Undercurrents 17 - Tonight will be the end of meaning
Sun 5 April 2026 - 17:00
ARCA

All the Zanzibar Group films were made in 1968, regardless of their date. I cut Serge Bard’s Détruisez-vous, which had been financed by Sylvina’s brother, and then she and I met at the screening and she asked, “Why don’t you make a film? I’ll give you all the money you need.” From this came Deux fois. We were influenced by Andy Warhol, and we were closer in spirit to the Factory than to the French New Wave. We thought of ourselves as the New New Wave. We were questioning the rules: of having great actors play in films, of plot, of the relationship between image and words. — Jackie Raynal

Each of us carrying our own experience of the world, we encounter every film with references and assumptions that we may not even be aware we have. The following program is composed of two films that not only question the rules of actors, plot, and the relationship between images and words, but also ask us to confront our ways of encountering what is presented before us. The camera acts as a companion, at times mockingly acknowledged with a smile. The usual cues of dialogue or narrative sense are suddenly suspended. Aching to interpret, we are instead compelled to look. Then look again. ‘Meaning’, or what we have come to understand as ‘meaning’, is never truly stabilised.
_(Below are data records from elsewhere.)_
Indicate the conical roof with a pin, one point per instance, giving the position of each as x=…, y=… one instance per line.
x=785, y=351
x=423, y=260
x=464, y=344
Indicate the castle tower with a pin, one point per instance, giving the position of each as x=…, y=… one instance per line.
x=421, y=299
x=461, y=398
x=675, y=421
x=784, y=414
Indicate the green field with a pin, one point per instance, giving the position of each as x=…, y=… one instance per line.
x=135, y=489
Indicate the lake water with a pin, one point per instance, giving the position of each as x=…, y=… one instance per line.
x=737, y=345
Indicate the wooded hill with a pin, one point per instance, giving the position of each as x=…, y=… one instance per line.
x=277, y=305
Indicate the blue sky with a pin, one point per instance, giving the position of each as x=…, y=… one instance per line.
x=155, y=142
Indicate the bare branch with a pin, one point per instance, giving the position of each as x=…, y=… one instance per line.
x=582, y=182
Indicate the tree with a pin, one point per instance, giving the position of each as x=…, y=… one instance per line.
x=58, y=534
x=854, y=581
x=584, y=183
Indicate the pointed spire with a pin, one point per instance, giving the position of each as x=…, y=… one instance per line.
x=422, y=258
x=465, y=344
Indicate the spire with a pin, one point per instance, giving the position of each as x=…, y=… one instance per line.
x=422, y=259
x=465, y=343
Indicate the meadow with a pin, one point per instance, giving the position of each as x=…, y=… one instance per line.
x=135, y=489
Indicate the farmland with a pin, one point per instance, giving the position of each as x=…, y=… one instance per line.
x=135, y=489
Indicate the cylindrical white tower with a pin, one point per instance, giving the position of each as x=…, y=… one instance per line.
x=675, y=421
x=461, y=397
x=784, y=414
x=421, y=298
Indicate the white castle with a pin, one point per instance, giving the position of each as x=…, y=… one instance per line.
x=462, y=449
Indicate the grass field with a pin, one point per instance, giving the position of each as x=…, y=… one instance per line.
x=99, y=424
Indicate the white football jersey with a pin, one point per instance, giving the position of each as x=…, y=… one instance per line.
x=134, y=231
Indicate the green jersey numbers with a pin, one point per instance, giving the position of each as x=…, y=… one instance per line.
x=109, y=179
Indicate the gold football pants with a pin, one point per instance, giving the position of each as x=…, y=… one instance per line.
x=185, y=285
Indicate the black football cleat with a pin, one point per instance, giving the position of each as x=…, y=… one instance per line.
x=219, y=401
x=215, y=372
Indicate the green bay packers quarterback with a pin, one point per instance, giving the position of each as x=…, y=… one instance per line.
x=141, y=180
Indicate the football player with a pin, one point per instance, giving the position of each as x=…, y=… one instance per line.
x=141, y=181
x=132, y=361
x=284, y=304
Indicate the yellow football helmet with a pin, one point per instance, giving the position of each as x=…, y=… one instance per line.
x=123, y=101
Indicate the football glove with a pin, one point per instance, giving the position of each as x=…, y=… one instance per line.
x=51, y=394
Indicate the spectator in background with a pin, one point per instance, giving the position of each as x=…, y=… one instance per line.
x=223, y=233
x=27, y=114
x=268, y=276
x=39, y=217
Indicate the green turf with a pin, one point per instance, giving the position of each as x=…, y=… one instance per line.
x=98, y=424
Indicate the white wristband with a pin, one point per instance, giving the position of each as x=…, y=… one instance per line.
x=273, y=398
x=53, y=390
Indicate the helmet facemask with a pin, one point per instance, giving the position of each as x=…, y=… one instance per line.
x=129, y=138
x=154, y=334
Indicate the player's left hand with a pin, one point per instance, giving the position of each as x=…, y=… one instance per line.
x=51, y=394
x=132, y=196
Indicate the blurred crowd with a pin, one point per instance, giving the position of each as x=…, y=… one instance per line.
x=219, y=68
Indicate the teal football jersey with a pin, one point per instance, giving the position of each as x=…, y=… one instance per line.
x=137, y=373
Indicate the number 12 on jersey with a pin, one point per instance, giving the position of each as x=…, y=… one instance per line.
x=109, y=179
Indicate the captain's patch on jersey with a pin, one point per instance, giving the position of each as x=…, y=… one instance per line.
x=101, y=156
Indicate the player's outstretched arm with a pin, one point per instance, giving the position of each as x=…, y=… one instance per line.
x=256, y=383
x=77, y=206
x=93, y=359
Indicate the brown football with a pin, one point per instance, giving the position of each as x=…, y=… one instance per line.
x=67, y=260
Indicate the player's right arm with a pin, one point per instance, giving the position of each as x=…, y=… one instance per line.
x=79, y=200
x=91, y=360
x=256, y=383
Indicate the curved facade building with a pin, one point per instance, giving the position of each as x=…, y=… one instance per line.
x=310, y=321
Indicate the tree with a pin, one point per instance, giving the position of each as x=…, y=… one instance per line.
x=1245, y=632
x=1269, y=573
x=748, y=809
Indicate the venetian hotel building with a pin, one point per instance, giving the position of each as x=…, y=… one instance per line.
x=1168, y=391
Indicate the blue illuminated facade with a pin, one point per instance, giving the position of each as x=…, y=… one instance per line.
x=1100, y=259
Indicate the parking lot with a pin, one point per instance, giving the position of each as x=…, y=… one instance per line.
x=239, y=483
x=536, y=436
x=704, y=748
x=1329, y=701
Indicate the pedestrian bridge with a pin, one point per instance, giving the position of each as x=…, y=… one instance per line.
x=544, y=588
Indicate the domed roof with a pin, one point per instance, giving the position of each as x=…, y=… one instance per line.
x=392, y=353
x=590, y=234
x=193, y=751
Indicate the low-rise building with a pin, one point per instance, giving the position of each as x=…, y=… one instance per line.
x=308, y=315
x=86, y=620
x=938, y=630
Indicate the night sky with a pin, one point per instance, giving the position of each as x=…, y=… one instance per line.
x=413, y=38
Drifting between public and private spheres, the staged and the diaristic become increasingly indecipherable, evading the definitions of what performance is, or can be; evading the definitions of what a film is, or can become. 

 

In the presence of Jackie Raynal
Curated by Natalia Orasanin
In collaboration with EQZE — Elías Querejeta Zine Eskola

Thanks to Petra Belc, Nikola Krstić, Bata Petrović, Collectif Jeune Cinéma and The Alternative Film Archive of Academic Film Center Belgrade

TSH
Penelopa 77
Biljana Belić, Dragiša Krstić, 1977, YU, digital, sound, 7'

Krstić’s travel diaries of a view seen through a window, and eventually a city street. Belić’s home diaries, where she stands, poses, and films her reflection in a bedroom mirror. The title might recall a weaving Penelope awaiting the return of her husband Odysseus, unravelling thread each night as a line of suitors linger outside her door. With the exception of Penelopa 77 and the 1972 film Pieta, all of Belić’s 11 films are considered lost. In his 1985 essay on Belić — one of the few documents describing the breadth of her work before her death in 1986 — Jovan Jovanović writes: “In 1977, as a protest against the (Yugoslav) institutions of non-professional filmmaking — particularly against juries — Biljana Belić, together with Dragiša Krstić, withdrew from the cine-club and organised amateur cinema. The two of them founded the Family Workshop for Filmmaking and Film Distribution, within which Penelopa 77 was created.” The film is largely considered unfinished, but it is known to us as it is.

Deux Fois
Jackie Raynal, 1968, FR, 35mm to digital, French spoken, English subtitles, 66'

After beginning her film career as an editor in the early 1960s, Jackie Raynal’s 1968 directorial debut emerged from the short-lived but vital Zanzibar group, funded by heiress Sylvina Boissonnas. Set in Barcelona, the film unfolds through scenes that refuse linear progression, guided instead by what feels like a secret logic. A knot of meaning comes undone, and the act of looking turns into a game. What if repetition removes itself from any dominant structures of being? What if ‘making sense’ is taken to its extreme, pervading — or possessing — the very form of the film itself? Perhaps there is a delight in looking once, twice, or several times over. Raynal, in the principal role of the film, begins by telling the camera — or us — exactly what will transpire. Yet nothing is exactly how one might imagine it to be.